Media innovation is all around us in the form of new genres, new products, and new platforms. But how can we understand these innovations? This chapter provides a theoretical exploration of the concept of media innovation and presents three steps to analyse them. It helps us understand what media innovations are, what is new about them, and what makes them possible.
Innovation is about change. Media products and services are changing. The processes of production and distribution of media are changing. The ownership and financing of media are changing. The roles of users are changing. And our ideas of media are changing. This chapter introduces media innovation as a research area, and provides a three-step model for analysing and developing media innovations.
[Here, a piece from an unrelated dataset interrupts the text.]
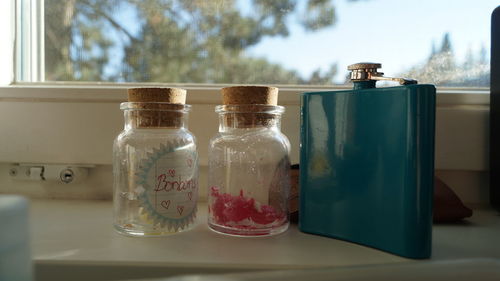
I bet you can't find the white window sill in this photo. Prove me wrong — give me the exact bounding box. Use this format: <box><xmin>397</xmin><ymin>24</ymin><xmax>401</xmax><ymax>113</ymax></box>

In order to understand and explain current developments in the media landscape, we first have to ask ‘what is changing?’. We propose that media innovations are related to (1) product innovation, (2) process innovation, (3) position innovation, (4) paradigmatic innovation, (5) genre innovation, and (6) social innovation. The second step is to ask ‘what is the degree of novelty?’. Finally, the third step is to identify and understand key influences on innovation in the media. This three-step approach will be useful for scholars as well as practitioners, in analysing and developing media innovations.
Media researchers have always been concerned with media change – with new media, new genres, and new ways of using media. Researching new media developments, their political, cultural, and economic contexts, new formats and new forms of user involvement are important issues in media research. This concern with new media has, to a great extent, not been grounded in explicit theoretical considerations about innovation. The field of media studies has been dominated by the overarching traditions of political economy and cultural studies, and this has prompted a heated debate as to whether ‘the economic determinants at work’ or ‘the cultural discourses at play’ should be given the explanatory emphasis (Cottle, 2003; Ytreberg, 1999).
A key contribution from the emerging research arena of media innovation studies is to offer a broader perspective, and provide new insights into and greater knowledge about what characterizes media innovation, how media innovation develops, what structural conditions facilitate and shape innovation, and what the current trends in product development and user involvement are (Storsul & Krumsvik, 2013; Sylvie, 2014).